Abstract
A basic operation in Convolutional Neural Networks (CNNs) is spatial resizing
of feature maps. This is done either by strided convolution (donwscaling) or
transposed convolution (upscaling). Such operations are limited to a fixed
filter moving at predetermined integer steps (strides). Spatial sizes of
consecutive layers are related by integer scale factors, predetermined at
architectural design, and remain fixed throughout training and inference time.
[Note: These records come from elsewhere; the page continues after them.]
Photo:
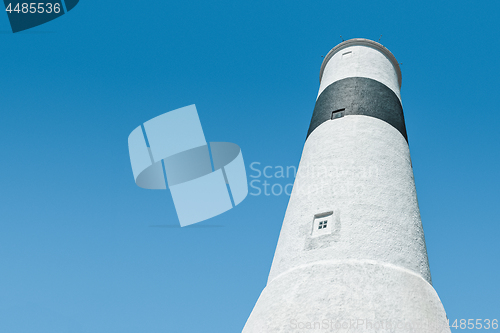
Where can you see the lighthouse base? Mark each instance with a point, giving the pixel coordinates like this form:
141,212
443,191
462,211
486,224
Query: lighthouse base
348,296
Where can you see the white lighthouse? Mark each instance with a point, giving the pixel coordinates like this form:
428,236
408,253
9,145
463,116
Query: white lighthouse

We propose a generalization of the common Conv-layer, from a discrete layer to
a Continuous Convolution (CC) Layer. CC Layers naturally extend Conv-layers by
representing the filter as a learned continuous function over sub-pixel
coordinates. This allows learnable and principled resizing of feature maps, to
any size, dynamically and consistently across scales. Once trained, the CC
layer can be used to output any scale/size chosen at inference time. The scale
can be non-integer and differ between the axes. CC gives rise to new freedoms
for architectural design, such as dynamic layer shapes at inference time, or
gradual architectures where the size changes by a small factor at each layer.
This gives rise to many desired CNN properties, new architectural design
capabilities, and useful applications. We further show that current Conv-layers
suffer from inherent misalignments, which are ameliorated by CC layers.